Gündüz Vassaf * Gençliğe Hitabe

Fransa'yı devrim noktasına getiren, ABD'nin Vietnam'dan geri çekilmesine yol açan, Türkiye, Almanya, Hindistan, Japonya gibi birçok ülkede rejimleri sarsan 1968 gençlik hareketinin şiarlarından biri "30'un üstündeki kimseye güvenme" idi.

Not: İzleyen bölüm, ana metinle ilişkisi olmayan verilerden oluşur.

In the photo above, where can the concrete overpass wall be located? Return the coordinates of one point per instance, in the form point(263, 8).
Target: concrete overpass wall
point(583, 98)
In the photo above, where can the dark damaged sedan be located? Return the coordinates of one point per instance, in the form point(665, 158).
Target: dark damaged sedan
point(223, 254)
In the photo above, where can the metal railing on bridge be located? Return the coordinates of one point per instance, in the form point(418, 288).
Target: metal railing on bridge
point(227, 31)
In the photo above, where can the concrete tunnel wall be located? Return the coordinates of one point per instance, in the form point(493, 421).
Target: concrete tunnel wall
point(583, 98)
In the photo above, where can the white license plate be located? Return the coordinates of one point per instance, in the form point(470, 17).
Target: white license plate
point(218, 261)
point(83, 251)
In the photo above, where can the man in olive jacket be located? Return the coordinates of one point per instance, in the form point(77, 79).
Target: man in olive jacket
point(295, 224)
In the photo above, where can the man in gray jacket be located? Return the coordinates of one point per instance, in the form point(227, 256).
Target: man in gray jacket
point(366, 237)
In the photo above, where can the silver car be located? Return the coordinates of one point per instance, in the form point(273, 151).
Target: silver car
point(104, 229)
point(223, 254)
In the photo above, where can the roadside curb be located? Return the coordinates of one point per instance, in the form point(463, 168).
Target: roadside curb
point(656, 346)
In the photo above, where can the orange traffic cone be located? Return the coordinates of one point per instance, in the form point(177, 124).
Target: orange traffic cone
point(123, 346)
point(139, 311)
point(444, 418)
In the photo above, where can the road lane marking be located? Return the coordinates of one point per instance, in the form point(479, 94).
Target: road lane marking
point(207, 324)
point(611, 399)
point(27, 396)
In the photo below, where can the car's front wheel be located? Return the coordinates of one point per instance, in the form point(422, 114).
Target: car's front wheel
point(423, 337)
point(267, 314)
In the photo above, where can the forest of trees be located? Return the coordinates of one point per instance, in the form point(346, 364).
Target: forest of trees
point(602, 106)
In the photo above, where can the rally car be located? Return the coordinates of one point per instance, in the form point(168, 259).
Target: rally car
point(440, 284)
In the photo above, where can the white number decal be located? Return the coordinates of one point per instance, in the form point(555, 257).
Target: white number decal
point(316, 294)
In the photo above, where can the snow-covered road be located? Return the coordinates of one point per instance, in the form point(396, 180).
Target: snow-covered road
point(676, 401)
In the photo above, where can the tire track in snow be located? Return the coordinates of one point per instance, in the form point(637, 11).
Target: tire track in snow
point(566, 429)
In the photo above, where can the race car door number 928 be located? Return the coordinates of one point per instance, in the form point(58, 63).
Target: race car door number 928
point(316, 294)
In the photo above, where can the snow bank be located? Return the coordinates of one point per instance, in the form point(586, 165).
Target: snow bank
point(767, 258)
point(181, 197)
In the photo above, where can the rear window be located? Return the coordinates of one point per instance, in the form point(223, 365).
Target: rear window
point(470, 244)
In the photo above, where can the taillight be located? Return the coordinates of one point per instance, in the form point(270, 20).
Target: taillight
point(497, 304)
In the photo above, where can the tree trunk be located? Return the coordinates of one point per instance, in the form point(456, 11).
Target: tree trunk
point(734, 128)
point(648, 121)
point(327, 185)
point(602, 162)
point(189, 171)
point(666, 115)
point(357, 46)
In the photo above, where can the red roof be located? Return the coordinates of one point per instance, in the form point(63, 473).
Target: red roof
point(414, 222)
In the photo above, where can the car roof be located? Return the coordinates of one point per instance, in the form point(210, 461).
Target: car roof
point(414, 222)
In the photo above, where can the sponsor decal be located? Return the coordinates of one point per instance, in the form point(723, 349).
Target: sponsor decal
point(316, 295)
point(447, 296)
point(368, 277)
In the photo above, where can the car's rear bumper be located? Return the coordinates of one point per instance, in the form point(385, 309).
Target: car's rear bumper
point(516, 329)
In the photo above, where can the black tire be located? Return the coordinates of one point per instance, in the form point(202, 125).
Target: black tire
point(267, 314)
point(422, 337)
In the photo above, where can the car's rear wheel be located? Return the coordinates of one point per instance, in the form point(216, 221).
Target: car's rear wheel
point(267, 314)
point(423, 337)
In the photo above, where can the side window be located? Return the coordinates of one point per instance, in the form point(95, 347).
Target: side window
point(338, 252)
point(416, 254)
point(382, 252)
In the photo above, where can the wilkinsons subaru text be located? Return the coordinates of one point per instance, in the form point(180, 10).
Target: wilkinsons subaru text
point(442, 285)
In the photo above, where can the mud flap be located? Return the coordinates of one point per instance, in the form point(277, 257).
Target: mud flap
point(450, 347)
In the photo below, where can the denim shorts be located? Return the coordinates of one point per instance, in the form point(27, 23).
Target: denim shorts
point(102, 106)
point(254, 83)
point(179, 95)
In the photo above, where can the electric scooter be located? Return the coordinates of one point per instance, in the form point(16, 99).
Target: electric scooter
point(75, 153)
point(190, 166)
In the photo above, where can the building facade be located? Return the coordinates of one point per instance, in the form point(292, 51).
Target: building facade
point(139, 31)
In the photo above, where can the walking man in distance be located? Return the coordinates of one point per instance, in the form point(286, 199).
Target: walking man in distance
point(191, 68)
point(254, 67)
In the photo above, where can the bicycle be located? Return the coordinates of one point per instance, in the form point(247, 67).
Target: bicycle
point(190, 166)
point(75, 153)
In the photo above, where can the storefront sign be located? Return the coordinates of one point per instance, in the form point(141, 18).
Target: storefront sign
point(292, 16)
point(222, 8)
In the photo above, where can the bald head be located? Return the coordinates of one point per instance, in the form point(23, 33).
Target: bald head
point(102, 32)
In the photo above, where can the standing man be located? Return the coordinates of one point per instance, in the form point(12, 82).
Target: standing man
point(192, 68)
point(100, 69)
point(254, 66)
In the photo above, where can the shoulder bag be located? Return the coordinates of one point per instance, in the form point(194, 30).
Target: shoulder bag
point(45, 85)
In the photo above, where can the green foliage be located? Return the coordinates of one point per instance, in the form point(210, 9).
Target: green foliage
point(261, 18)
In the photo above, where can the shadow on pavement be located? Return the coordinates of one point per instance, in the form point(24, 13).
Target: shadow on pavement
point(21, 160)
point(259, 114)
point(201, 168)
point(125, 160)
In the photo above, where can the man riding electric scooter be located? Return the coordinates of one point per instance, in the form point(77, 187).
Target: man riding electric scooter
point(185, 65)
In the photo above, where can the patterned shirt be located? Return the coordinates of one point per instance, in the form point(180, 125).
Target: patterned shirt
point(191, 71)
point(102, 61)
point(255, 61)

O günlerde özellikle Avrupa ve ABD üniversitelerinde öğrenci liderleri üzerinde etkili olan filosof Herbert Marcuse, düzenin ancak öğrenciler ve azınlıklar tarafından değiştirilebileceğini 'Eros ve Uygarlık' ile 'Tek Boyutlu İnsan' kitaplarında savunuyor, işçi sınıfının çıkarlarının, onları düzene bağımlı hale getirdiğini yazıyordu.
Günümüzde, kendi kuşaklarının bencillik ve edilgenliğinden sikâyetçi, '1968 hareketine' özenerek bakan gençler olduğu gibi, içinde bulunduğumuz vahşi dünya düzenini yöneten, her alanda gençlerin yolunu tıkayanların da, bu kuşaktan olduğuna dikkati çekenler var.
Gençlikten bir güç olarak söz etmek ayrımcılık.
Gençliği, geleceğin güvencesi diye taltif etmek kandırmaca.
Gençlik, tepeden inmeci toplum mühendislerinin en güçlü silahlarından.
Geçtiğimiz yüzyılın en azgın totaliter ülkelerinde rejimler, gençliğe güvenerek, gençliğe yatırım yaparak, gençliği seferber ederek iktidarlarını sürdürdüler, insanları sindirdiler. Almanya'da 'Hitler Gençliği', Sovyetler Birliği'nde 'Genç Öncüler', Çin'de 'Kızıl Muhafızlar' bu rejimlerin politikalarının en ateşli ve saldırgan uygulayıcıları oldular. Yeni bir dünya kurma hayallerine, milyonlarca vatandaşlarının canlarının feda edilmesinde kullanıldılar, feda edilmesini çılgınca desteklediler. Kendileri, bu ve başka ülkelerde, nice provokasyonlara kurban gittiler. Keza dini kuruluş ve önderlerin, çocuk yaştakiler üzerinde kurdukları hâkimiyetle, onları yönlendirmelerinin ibret verici sonuçlarına da tarihimiz boyunca sık sık tanık olduk.
Modern zamanlarda sık duyduğumuz 'Gençliğe inanıyorum' sözleri dünya düzeninin iflasının ifadesi olduğu kadar, gençlere yaranmanın, kendi beceriksizliklerimizi örtbas etmenin, geçmişimizle yüzleşip özür dilemenin kaypak bir biçimi. Oysa artık gerçekten de türümüzün tarihinde ilk kez gençlerin, yaşlılardan değil, yaşlıların gençlerden öğrenerek hayatlarını idame ettirtikleri bir dünyada yaşıyoruz. Ava giderken ormanda elinden tutulan, şamanlara tapan tecrübesiz genç, günümüzde, bilimde, sanatta, teknolojide arayışlara öncülük ediyor.
Ne var ki, bireyin özgürleşmesi ve teknolojinin gelişmesiyle bütünleşen yeni kuşaklar, bin yıl öncesi gibi, toplumsal hayattan dıştalanıyor. Onlara, kendi geleceğimizin, kendi düşlerimizin, uzantıları olarak bakılıyor.Toplumun kurumsallaşmasında gençlere yapılan ayrımcılığın süregelmesi, hepimizi egemen düzenin kalıplarında ufuksuzlaştırıyor.
Dini, dili, cinsiyeti ne olursa olsun herkesin ortak yaşamımızın kararlarında birleşmesi gerektiğini çoktandır tekrarlıyoruz. Sıra gençlere gelince onları geleceğin bekçileri, düşlerimizin köleleri olarak görüyoruz.